An interview with TCR UK founder Jonathan Ashman

Source: Adam Prescott (Prescott Motorsport)

Britain will have a new touring car series in 2018 with the ever popular and growing TCR championship. TCR has been expanding ever since its inception in 2015 and has championships in over 13 countries with more to join. Essaar Motorsport spoke to TCR founder Jonathan Ashman to find out more.

Ashman is no stranger to touring cars as he was President of the FIA for the category. It was in this position that he met Marcello Lotti, in fact they were introduced by a certain Bernie Ecclestone. Lotti was looking to start the European Touring Car Championship and the two worked together well as Ashman wrote the technical side and Lotti concentrated on making the commercial side work.

Ashman left the FIA and Lotti left Eurosport but it wasn’t long before the two men found themselves working together again. Lotti had the idea for an affordable touring car series, his idea was TCR and from there it has grown at a rapid pace. The idea of TCR was to avoid “technical creep” which leads to rule changes and rising costs.

“We wanted the rules to stay the same so that a team could purchase a two year old car and still be competitive” explains Ashman. “Bernie helped again, not commercially but he was keen to help us develop, Bernie likes to see success!”

Bernie’s support for the series lead to a unique start for TCR as its debut was in support of the 2015 Malaysian Grand Prix. In effect TCR has done things backwards, starting at the top and gradually working their way down to national championships.

Since that start in Malaysia the TCR ball hasn’t stopped rolling. “Everyone accepts the rules, regulations and the balance of performance” says Ashman. “It’s all done on a friendly basis”.

It is not just teams who are flocking to the series as manufacturers are keen to build cars. “We now have 11 manufacturers and counting” Ashman explains. “But we have told teams they cannot enter a works team as this would put costs through the roof, a lesson learned from the Super Touring days”.

Source: Adam Prescott (Prescott Motorsport)

The manufacturers are still using TCR as a platform to promote current models though. Audi within a year have sold 100 TCR race cars. Manufacturers can build and sell cars and make a profit from selling spares.
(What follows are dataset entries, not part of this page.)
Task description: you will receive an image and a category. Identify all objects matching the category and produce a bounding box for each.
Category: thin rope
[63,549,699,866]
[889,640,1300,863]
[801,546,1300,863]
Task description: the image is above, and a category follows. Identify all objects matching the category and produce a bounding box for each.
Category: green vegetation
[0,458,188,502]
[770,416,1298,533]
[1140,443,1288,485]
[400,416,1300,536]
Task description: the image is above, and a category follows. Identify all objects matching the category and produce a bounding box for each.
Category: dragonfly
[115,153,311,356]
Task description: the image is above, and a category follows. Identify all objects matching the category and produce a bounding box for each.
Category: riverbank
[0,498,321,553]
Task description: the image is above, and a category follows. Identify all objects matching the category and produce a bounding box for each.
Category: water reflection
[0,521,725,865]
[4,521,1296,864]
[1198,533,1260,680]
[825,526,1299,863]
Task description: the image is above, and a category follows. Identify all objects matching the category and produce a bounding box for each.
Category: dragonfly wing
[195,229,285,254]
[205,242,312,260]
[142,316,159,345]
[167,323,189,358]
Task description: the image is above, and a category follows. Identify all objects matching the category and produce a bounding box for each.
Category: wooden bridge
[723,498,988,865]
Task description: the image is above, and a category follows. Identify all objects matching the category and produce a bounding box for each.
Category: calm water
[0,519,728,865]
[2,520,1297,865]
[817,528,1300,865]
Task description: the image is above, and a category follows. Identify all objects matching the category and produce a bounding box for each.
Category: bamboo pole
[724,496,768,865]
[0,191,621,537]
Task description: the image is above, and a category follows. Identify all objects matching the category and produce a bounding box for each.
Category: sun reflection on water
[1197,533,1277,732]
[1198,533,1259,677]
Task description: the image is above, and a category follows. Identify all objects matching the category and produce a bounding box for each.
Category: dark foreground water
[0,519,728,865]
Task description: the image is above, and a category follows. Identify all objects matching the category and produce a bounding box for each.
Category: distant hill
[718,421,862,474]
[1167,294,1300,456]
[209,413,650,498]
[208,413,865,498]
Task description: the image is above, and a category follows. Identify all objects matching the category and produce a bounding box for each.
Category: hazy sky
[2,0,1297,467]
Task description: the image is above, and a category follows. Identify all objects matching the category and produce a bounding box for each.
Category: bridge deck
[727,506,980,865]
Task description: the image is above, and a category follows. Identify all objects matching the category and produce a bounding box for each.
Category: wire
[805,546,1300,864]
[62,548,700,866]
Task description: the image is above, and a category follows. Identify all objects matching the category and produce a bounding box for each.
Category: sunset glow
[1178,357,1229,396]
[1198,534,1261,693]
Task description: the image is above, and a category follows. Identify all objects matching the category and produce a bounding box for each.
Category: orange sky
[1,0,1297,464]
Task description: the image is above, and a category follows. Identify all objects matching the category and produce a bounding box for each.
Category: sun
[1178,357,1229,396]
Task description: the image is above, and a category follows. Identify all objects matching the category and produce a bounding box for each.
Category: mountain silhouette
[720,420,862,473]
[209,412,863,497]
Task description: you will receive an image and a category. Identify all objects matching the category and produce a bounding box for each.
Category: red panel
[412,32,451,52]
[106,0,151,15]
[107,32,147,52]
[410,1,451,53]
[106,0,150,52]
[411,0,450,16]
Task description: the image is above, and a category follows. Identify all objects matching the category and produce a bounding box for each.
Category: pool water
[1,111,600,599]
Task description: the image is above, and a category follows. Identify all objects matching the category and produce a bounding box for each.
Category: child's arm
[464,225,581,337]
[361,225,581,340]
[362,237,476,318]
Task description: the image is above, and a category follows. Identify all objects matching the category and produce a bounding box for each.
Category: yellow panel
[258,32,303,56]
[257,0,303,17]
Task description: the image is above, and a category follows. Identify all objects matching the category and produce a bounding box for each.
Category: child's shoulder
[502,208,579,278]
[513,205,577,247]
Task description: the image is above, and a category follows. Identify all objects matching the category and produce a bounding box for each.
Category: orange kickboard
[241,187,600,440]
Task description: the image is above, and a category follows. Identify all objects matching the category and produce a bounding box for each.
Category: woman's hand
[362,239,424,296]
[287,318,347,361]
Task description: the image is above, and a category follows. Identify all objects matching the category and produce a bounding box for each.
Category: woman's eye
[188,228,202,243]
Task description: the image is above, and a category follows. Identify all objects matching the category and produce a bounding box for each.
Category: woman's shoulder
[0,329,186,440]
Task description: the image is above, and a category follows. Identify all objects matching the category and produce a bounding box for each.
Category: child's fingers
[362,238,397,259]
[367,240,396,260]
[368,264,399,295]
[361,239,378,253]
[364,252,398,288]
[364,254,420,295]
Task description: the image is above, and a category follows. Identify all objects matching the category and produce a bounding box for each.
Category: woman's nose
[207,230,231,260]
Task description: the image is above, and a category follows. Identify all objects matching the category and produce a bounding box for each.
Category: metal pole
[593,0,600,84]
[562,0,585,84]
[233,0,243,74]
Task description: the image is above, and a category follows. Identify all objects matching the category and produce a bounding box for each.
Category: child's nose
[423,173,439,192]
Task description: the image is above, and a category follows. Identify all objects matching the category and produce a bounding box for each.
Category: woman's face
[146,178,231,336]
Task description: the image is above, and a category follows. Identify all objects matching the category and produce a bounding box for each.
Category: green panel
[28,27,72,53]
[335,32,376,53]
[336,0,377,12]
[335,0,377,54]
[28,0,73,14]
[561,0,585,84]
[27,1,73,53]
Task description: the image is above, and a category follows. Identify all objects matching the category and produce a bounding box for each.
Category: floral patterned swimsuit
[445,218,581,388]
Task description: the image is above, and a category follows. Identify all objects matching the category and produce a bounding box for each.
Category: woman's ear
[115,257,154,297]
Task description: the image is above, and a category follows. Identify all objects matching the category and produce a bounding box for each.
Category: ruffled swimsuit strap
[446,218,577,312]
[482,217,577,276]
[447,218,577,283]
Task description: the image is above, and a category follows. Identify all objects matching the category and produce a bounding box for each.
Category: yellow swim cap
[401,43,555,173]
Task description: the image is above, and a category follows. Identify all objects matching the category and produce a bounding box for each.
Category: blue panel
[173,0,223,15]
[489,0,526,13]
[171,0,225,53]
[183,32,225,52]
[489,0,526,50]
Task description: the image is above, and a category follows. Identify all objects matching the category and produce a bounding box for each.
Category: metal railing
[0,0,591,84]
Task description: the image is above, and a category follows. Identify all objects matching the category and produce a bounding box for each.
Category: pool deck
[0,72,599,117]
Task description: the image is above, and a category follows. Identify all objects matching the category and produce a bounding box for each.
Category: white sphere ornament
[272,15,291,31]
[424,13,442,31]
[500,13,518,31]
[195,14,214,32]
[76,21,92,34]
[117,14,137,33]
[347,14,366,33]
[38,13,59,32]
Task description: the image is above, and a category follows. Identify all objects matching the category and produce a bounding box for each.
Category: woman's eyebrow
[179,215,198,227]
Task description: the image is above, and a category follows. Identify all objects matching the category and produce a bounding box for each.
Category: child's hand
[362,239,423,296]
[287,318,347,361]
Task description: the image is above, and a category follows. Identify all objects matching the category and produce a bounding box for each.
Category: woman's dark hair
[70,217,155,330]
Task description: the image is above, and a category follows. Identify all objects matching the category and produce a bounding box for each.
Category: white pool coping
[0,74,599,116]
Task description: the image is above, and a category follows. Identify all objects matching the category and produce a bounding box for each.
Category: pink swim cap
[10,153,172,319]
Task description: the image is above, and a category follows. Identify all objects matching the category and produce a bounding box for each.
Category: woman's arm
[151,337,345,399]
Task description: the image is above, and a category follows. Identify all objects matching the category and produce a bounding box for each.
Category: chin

Ashman was keen to use his previous touring car experience to good use and what he wants to do with TCR is “Control it ourselves and don’t change anything!” he exclaims. “All TCR branding and regulations are copyrighted to us, no one else can take it and mess with it”.

The cost effectiveness of TCR is a key selling point for the series as Ashman explains. “Because the rules are the same and unchanged you can buy a second hand TCR car for £50,000 and at the end of the year sell it on, the depreciation would be low. With most other series the depreciation of the car is greater than the running costs”.

TCR is also proving a success in endurance racing. Teams have the opportunity to race or hire their cars in endurance races as the cars do not require any changes. “The engines run at 330 bhp which can be less than the production models, the engines are under stressed which makes them incredibly reliable, parts are standard such as the rear wing and splitter”.

TCR UK have a plan A and plan B when it comes to the race format of the series.  Plan A will be to run the same pattern as the TCR International Series with practice, qualifying and two races. This can only work with 34 cars though as that is the maximum Brands Hatch Indy can run at once. If numbers go above 34 then the series will introduce heats and an A and B final. “We want to make sure everyone gets the same amount of races, it must be fair” explains Ashman. “We currently have over 40 teams on our mailing list from a wide range of current race series”.

Source: Eric Barnes (Barneshaw Images)

This includes current British Touring Car teams of which Ashman is keen to point out TCR UK are not going into competition with. “BTCC teams which have been in touch with us have made it clear that they want to run cars with us as well as BTCC” explains Ashman.

“They already have the infrastructure in place so it makes sense for them to run on weekends when the BTCC is not racing. We are not competing with BTCC, we are further down the ladder, it is important we don’t clash with them”. Ashman goes on to say how positive he thinks the BTCC interest is. “I think we will be good for the BTCC as it will make the teams more economically viable”.

The calendar is yet to be announced but Ashman is keen to listen to many requests from fans to visit tracks which the BTCC do not, such as Castle Combe and Pembrey. “The fans are paying customers so it is important to listen to them and they are asking for us to visit some of the lesser known circuits so they can watch some touring car racing”.

The BRSCC will run the series and Ashman is happy for them to do this. “I’ve been out of the UK racing scene for a while so we needed them as they know the ins and outs of how UK racing works”.

The enthusiasm Jonathan Ashman has for touring car racing is evident. It will certainly be interesting if the already crowded UK racing calendar can accommodate another new series, but if other TCR series are anything to go by, it will be a huge success.